Inside Doug's Head

It is never too late to become wise.

Right now, what you are doing is probably a bad idea. If you find yourself parked in the middle of an expressway blocking two lanes of traffic while you scream hysterically at the driver behind you, it’s probably a bad idea.

If you think throwing french fries in your server’s face will help convince them that they are cold, it’s probably a bad idea.

If you think giving your credit card numbers to a guy named Steve with a suspicious sounding foreign accent will fix your issues with the IRS, it’s probably a bad idea.

If you think bullying a kid at the playground with words like, “look how big I am!” will help you win your territorial rights argument over the swingset, it’s probably a bad idea.

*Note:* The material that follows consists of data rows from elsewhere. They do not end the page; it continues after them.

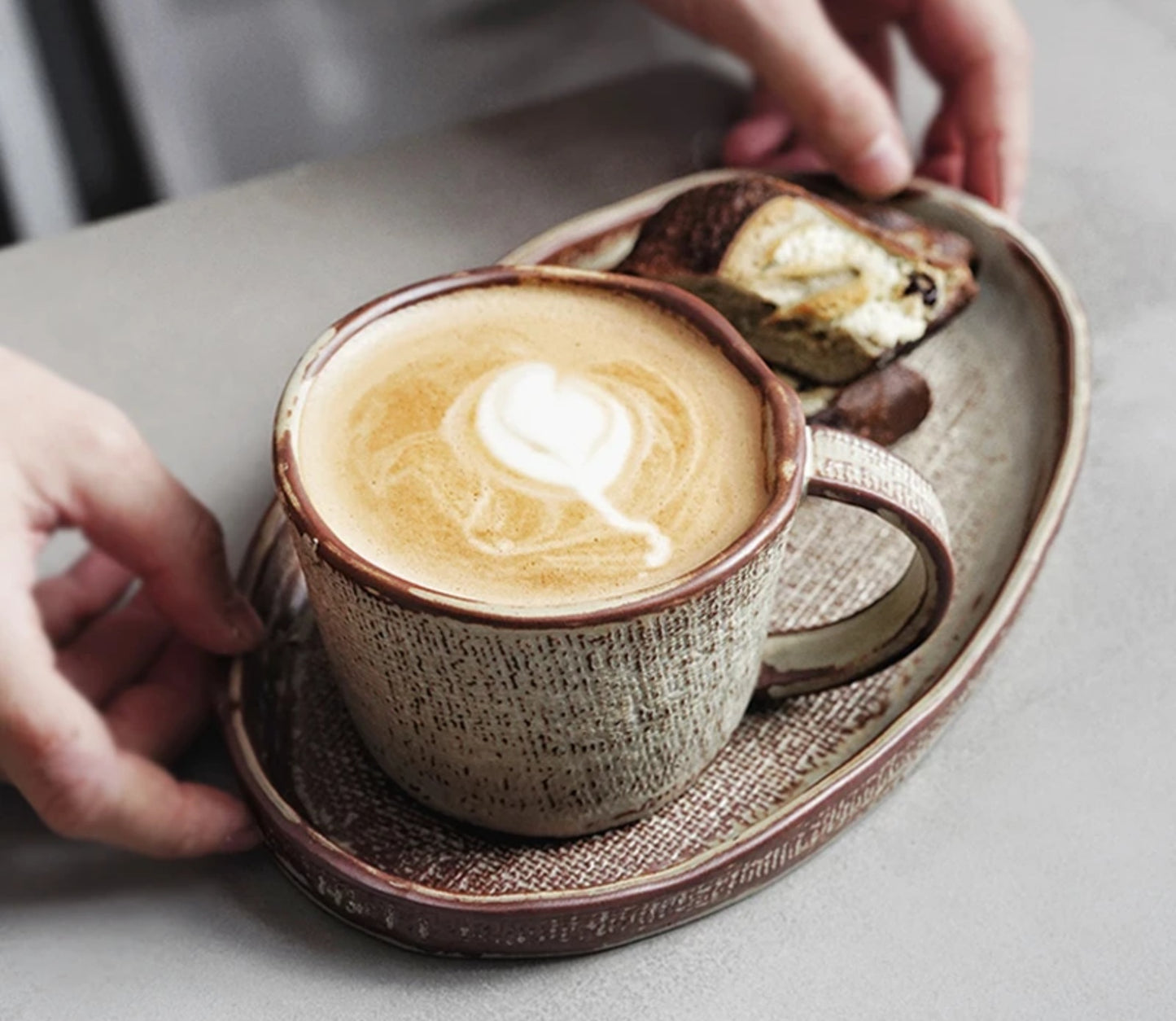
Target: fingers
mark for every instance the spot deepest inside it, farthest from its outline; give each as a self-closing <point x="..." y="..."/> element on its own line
<point x="945" y="156"/>
<point x="71" y="600"/>
<point x="837" y="105"/>
<point x="127" y="504"/>
<point x="59" y="752"/>
<point x="981" y="55"/>
<point x="159" y="717"/>
<point x="114" y="651"/>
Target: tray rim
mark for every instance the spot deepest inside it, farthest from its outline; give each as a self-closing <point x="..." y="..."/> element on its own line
<point x="922" y="719"/>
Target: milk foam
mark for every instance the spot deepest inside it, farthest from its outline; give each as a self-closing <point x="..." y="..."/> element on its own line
<point x="533" y="446"/>
<point x="565" y="432"/>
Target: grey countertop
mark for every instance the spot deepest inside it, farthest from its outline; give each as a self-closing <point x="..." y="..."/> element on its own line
<point x="1025" y="870"/>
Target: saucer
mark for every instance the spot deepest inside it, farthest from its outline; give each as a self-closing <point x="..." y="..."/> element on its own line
<point x="1002" y="446"/>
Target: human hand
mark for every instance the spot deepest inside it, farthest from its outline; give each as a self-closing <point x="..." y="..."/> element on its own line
<point x="824" y="94"/>
<point x="97" y="688"/>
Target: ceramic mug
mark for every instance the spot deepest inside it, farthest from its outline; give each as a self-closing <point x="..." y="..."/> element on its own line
<point x="557" y="722"/>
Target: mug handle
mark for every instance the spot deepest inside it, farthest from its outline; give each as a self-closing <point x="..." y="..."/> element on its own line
<point x="850" y="470"/>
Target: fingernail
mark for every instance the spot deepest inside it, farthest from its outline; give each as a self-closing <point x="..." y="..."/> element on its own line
<point x="885" y="167"/>
<point x="243" y="620"/>
<point x="243" y="839"/>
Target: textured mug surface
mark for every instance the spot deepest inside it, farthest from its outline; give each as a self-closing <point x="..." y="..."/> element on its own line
<point x="568" y="720"/>
<point x="549" y="722"/>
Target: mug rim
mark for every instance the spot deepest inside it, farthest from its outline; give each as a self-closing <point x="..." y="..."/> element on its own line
<point x="787" y="459"/>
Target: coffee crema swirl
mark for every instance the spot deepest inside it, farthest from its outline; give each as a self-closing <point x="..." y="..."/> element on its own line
<point x="534" y="446"/>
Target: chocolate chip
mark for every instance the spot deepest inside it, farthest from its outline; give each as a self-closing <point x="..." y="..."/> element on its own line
<point x="922" y="283"/>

If you think murdering your third husband and burying him in the backyard is a crime that will never be discovered, it’s probably a bad idea.

If you think punching a flight attendant will resolve the dispute you are having with the passenger seated next to you who is wearing a t-shirt you don’t agree with, it’s probably a bad idea.

If you are at Walmart late at night, or anytime during the day, it’s probably a bad idea. You are more likely to die a violent death in a Walmart parking lot than anywhere else in the universe. Your probability of surviving a rapid decompression while en route to Mars is greater than not dying from a gunshot wound in the vicinity of a Walmart. Fun fact!

Every day, I see so many people with bad ideas. Some bad ideas will get you arrested, others will get you killed. If there’s any doubt about the sagacity of your choices, shut up, smile politely, apologize if necessary, and back away like a cat with wet feet.

That’s still an expression, right? Like, a cat with wet feet. You know, when cats step in wet stuff and then walk around the house, suddenly realizing they’re leaving footprints. They don’t want to be blamed for creating the mess, so they walk backwards really slowly, retracing their steps. Like a cat with wet feet, hoping to avoid detection. It wasn’t me! It was the other guy! Maybe the dog did it.

Don’t be a meme. Seriously, people. Do better. We have 600 million years of evolution on our side. Don’t come all this way through space and time only to die in an ego battle over a shopping cart and a water bottle. If it helps, you are both wrong. Wrong and stupid. I look down upon you from above. I’m very disappointed.